中華航空機の事故とコンコルドの事故

 

 中華航空機の事故を知ったのはテレビ局からの電話であった。

「那覇空港で旅客機が燃えていますが、ご存知ですか」
「いや何も」
「すぐにテレビを点けてください」

 20日午前11時頃だったか、テレビ画面いっぱいに黒煙が広がり、腰が抜けてはいつくばったような機体から真っ赤な炎が噴き出している。

「これを見て何が考えられますか」
「いま見たばかりで、何が何だかわかりませんよ」
「じゃあまた電話しますから、しばらくテレビを見ていてください」

 というので、何度か電話のやりとりがあった後、神谷町のテレビ東京に着いたのは午後3時半頃であった。そのままスタジオに入り、ディレクターとアナウンサーから質問攻めにあった。といっても、事故が起こった10時35分頃から5時間ほどたっていながら、その時点では何故かほとんど何にも分かっていなかった。こちらも闇の中を手探りでゆくような気持である。

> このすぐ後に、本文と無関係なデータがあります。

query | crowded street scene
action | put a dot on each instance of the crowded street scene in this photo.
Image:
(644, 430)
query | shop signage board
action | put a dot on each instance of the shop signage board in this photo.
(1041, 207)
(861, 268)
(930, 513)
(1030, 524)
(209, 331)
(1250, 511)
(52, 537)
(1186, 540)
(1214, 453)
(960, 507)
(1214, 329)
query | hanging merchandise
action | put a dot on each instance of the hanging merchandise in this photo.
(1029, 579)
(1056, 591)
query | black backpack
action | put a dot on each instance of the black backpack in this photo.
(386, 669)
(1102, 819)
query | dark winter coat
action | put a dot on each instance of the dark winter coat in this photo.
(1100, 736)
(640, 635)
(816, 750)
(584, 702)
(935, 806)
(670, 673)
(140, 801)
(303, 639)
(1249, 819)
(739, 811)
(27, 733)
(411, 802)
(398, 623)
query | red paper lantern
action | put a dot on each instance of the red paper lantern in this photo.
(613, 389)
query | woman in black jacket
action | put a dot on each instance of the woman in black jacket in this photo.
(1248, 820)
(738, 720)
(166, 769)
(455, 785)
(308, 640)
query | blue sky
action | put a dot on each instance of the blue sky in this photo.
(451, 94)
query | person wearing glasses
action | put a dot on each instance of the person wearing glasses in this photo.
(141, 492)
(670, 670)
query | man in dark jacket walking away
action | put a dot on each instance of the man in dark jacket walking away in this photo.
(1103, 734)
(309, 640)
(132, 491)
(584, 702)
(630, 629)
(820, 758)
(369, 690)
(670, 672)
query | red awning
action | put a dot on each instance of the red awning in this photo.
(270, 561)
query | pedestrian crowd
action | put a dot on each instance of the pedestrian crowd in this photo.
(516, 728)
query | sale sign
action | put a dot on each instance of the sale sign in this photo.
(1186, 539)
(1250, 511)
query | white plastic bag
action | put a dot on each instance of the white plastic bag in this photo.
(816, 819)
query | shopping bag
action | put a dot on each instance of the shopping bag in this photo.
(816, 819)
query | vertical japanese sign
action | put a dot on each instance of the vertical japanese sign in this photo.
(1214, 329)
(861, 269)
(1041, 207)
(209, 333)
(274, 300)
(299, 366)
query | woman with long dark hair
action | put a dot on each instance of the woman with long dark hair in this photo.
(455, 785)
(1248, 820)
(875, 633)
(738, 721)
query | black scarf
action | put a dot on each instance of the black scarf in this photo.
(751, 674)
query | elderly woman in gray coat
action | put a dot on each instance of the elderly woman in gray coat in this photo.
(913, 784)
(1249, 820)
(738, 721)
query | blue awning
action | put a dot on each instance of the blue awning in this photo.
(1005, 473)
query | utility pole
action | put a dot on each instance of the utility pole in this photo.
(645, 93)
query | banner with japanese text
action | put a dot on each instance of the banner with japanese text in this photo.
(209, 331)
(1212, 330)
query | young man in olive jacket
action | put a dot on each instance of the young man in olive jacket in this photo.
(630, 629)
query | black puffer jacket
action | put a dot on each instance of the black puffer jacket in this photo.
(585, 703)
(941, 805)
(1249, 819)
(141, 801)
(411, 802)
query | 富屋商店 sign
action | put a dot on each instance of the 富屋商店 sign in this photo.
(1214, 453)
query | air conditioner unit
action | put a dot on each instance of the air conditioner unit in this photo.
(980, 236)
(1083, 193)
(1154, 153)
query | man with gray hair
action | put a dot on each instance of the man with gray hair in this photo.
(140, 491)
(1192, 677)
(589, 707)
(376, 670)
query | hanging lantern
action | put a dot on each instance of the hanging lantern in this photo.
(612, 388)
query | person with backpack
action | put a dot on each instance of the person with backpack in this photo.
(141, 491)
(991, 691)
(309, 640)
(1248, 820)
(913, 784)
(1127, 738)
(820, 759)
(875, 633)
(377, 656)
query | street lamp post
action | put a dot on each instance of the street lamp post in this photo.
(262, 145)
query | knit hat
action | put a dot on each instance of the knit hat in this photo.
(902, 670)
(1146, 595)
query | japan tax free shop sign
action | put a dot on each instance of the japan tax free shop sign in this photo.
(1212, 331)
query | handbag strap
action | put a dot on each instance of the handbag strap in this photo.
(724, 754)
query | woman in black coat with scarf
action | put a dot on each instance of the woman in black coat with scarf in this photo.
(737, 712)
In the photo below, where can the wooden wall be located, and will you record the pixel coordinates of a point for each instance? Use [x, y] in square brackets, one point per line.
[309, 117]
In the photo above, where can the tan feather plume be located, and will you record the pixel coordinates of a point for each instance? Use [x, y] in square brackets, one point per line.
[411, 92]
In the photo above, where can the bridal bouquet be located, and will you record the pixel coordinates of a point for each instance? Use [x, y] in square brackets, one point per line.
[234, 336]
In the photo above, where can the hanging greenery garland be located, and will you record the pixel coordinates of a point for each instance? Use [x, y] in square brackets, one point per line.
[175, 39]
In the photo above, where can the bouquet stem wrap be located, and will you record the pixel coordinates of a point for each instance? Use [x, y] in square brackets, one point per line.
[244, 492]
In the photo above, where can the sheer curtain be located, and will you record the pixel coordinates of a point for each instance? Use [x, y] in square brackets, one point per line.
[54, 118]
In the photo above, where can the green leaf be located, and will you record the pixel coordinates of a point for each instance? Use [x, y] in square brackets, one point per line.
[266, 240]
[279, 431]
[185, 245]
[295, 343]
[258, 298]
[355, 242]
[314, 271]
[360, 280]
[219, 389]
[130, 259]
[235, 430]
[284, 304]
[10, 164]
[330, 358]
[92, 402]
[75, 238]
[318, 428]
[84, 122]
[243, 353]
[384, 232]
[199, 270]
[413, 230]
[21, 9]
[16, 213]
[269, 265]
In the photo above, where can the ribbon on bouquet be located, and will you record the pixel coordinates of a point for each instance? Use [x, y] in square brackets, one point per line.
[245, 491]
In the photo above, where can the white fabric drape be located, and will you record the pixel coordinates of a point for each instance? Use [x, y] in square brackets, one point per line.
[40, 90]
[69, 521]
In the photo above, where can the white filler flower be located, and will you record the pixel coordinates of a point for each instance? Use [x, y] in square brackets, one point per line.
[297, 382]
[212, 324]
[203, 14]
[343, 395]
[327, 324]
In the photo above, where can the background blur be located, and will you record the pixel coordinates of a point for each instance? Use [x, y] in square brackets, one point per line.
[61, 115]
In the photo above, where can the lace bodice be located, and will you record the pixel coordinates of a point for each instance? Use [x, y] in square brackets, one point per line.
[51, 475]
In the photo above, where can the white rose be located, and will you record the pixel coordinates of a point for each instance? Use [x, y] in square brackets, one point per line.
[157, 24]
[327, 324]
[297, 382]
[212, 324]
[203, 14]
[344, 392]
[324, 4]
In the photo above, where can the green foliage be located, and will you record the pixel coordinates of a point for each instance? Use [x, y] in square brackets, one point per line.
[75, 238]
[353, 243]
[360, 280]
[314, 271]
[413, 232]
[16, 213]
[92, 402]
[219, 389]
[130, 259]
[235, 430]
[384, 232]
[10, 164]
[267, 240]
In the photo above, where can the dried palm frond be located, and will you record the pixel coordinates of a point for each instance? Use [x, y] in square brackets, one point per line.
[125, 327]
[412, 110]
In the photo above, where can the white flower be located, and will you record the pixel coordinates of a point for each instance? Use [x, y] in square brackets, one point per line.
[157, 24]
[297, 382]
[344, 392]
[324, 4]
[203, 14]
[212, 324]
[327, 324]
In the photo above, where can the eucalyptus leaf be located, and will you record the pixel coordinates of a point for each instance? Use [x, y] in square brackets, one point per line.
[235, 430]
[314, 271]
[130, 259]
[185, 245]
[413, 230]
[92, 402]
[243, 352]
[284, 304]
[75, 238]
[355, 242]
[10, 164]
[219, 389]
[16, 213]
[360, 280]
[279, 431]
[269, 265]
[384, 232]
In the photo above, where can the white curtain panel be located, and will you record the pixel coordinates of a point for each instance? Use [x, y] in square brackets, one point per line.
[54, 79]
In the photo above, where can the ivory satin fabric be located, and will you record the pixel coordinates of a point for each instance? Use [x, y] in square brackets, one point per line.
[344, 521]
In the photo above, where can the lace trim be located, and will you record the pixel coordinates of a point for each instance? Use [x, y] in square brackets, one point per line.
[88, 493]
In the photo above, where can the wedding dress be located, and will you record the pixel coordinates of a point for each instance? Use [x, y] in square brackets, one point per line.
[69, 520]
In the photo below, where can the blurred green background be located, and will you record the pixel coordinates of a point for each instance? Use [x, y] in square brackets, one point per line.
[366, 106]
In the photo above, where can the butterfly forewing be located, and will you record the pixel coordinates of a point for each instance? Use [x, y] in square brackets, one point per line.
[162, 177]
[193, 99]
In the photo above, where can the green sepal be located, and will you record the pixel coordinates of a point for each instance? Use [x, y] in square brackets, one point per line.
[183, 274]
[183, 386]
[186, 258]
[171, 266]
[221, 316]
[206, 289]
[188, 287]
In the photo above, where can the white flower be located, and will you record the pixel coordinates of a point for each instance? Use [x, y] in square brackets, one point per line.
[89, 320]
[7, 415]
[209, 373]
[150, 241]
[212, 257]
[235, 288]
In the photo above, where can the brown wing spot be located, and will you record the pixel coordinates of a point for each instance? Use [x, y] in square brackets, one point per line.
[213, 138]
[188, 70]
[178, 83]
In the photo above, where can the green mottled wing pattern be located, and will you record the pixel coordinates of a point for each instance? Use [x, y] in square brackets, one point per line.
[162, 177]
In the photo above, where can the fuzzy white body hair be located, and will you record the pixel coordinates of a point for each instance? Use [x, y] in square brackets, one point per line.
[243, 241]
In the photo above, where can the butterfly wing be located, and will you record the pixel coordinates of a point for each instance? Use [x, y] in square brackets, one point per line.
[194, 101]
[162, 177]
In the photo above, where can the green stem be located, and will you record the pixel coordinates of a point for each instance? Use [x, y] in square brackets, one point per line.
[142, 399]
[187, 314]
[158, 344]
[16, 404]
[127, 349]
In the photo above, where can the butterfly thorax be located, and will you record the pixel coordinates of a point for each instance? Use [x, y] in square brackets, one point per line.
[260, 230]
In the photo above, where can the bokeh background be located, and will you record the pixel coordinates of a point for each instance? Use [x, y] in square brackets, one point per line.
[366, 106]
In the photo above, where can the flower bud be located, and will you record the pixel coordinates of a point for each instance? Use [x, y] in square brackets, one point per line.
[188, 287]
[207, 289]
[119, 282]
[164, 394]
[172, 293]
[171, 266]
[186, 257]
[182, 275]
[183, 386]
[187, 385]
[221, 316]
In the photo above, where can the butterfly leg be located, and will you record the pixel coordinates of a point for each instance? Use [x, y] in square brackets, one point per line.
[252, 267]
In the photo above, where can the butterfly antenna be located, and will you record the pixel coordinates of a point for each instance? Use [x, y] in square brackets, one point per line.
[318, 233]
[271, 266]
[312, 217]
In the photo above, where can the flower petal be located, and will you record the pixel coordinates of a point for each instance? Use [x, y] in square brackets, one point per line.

「エンジンが爆発したようですが、原因としては何が考えられますか」
「エンジンの周りには燃料、エンジン・オイル、油圧系統の輸液など、いろんな油脂類がありますから、そのどれかが洩れて引火したのではないでしょうか」
「どこから洩れるのでしょうか」
「たとえば配管に亀裂が入ったり、継ぎ目がゆるんだり……」

「燃料が洩れるとコクピットで分かりますか」
「分かりません。ただ時間がたてば燃料計が異常に減ったりするので気がつくでしょう」
「エンジンにはスプリンクラーのようなものがついていますか」
「消火装置がついています。けれども自動的に作動するわけではありません。パイロットが操作します」

「燃料は爆発しますか」
「一挙に火がつけば、それが爆発でしょうね。それと、燃料をたとえば半分ほど使った後タンクの中に空間ができて、そこに蒸発したガスが貯まっていれば、それが電気系統のショートなどで引火し、爆発するかもしれません。雷に打たれて、燃料タンクが爆発することもあります」
「燃料タンクはどこにあるのですか」
「主翼の中です」
「え?、あんな薄い翼(つばさ)に燃料が入るんですか」

 ときどき話がトンチンカンになるのは、飛行機の構造など知らない人が多いのだからやむを得ない。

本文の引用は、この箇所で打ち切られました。